7. The fixing device according to claim 6, wherein the groove extends from the projection to the upstream portion of the separator.

8. The fixing device according to claim 6, wherein the groove extends from the projection to the slot.

9. The fixing device according to claim 6, wherein the groove is angled relative to the recording medium conveyance direction and extends from the projection toward the fixing nip.

10. The fixing device according to claim 1, wherein the projection includes a rib.

11. The fixing device according to claim 1, wherein a longitudinal direction of the projection is angled relative to the recording medium conveyance direction.

12. The fixing device according to claim 1, wherein the separator is partially osmotically porous to move a droplet from a conveyance face of the separator over which the recording medium is conveyed to a non-conveyance face of the separator opposite the conveyance face.

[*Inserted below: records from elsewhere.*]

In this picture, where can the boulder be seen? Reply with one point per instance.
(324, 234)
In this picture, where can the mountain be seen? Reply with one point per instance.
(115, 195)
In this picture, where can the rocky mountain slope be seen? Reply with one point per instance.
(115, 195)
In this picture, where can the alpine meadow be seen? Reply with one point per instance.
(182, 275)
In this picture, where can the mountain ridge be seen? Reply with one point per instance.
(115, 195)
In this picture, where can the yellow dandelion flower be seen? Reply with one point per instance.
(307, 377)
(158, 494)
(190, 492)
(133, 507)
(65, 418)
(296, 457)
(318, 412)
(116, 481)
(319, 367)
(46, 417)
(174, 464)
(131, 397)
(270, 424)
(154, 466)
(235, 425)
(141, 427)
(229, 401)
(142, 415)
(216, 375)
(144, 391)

13. The fixing device according to claim 12, wherein the non-conveyance face of the separator mounts bristles to absorb the droplet.

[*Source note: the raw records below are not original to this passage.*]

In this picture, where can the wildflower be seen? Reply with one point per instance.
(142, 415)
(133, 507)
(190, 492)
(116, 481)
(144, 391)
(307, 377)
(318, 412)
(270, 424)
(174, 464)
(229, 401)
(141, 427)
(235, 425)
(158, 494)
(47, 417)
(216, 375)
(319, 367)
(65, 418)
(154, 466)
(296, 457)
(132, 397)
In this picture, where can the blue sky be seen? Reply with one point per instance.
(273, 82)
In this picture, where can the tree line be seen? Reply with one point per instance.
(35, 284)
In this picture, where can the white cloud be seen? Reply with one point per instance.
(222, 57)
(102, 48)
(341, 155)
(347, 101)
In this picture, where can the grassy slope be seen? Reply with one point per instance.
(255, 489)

14. The fixing device according to claim 1, wherein the fixing rotary body includes a fixing belt and the pressing rotary body includes a pressure roller.

15. An image forming apparatus comprising the fixing device according to claim 1.

16. The fixing device according to claim 1, wherein a downstream end of the projection is directly on the conveyance face of the separator.

17. A fixing device comprising:

a fixing rotary body configured to be rotatable in a given direction of rotation;

a heater, opposite the fixing rotary body, configured to heat the fixing rotary body;

a pressing rotary body contacting the fixing rotary body configured to form a fixing nip therebetween through which a recording medium is conveyed; and

a separator downstream from the fixing nip in a recording medium conveyance direction configured to separate the recording medium from one of the fixing rotary body and the pressing rotary body,

the separator including:

a conveyance face over which the recording medium is conveyed;

an upstream edge opposite the fixing nip;

a projection mounted on the conveyance face,

wherein a most upstream end of the projection is opposite the fixing nip and projects beyond the upstream edge of the separator toward the fixing nip,

wherein a most downstream end of the projection is on and projects outwardly from the conveyance face of the separator, and

wherein the separator is partially osmotically porous to move a droplet from a conveyance face of the separator over which the recording medium is conveyed to a non-conveyance face of the separator opposite the conveyance face.